Die knapp 70 Missionen des Haupthandlungsstrangs gruppieren sich vornehmlich um rund ein halbes Dutzend Überfälle, die das Trio in mehreren Einzelmissionen vorbereiten und durchführen muss. Dabei hat der Spieler die Wahl, ob er laut und mit massiver Waffengewalt durch den Haupteingang stürmt oder sich leise von hinten anschleicht. Die beiden Varianten dieser Hauptmissionen kann man im Nachhinein direkt anwählen, ohne das Spiel komplett wiederholen zu müssen. Je nachdem, wie man sich dabei anstellt und welche Crew-Mitglieder man anheuert, fällt auch die Beute unterschiedlich üppig aus.
Rockstar hat die Zahl der automatischen Speicherpunkte erhöht und räumt Spielern zudem die Möglichkeit ein, eine Action-Sequenz nach drei Fehlversuchen zu überspringen. Speichern können sie zudem zu jeder Zeit. So sollte ein deutlich größerer Anteil von Spielern als bisher nach rund 30 bis 40 Spielstunden das Finale der Hauptkampagne erleben. Ein Hängenbleiben an hohen Schwierigkeitsklippen in einer Mission hält sie nicht mehr auf.
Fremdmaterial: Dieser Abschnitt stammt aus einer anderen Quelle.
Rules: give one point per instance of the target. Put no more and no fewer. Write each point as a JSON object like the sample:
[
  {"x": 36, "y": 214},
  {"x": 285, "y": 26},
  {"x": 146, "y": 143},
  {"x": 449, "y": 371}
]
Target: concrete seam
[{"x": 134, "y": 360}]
Nebenbei lädt die Landschaft in und um die Stadt zur Erkundung ein. Man kann eine Partie Golf spielen oder an einem Triathlon teilnehmen. Besonders lustig wird es, wenn Psychopath Trevor in einen Tennisdress steigt. Nebenbei steigern solche Eskapaden die Charakterwerte der Figuren. Ein Multiplayer-Modus soll ab dem 1. Oktober seine Pforten öffnen.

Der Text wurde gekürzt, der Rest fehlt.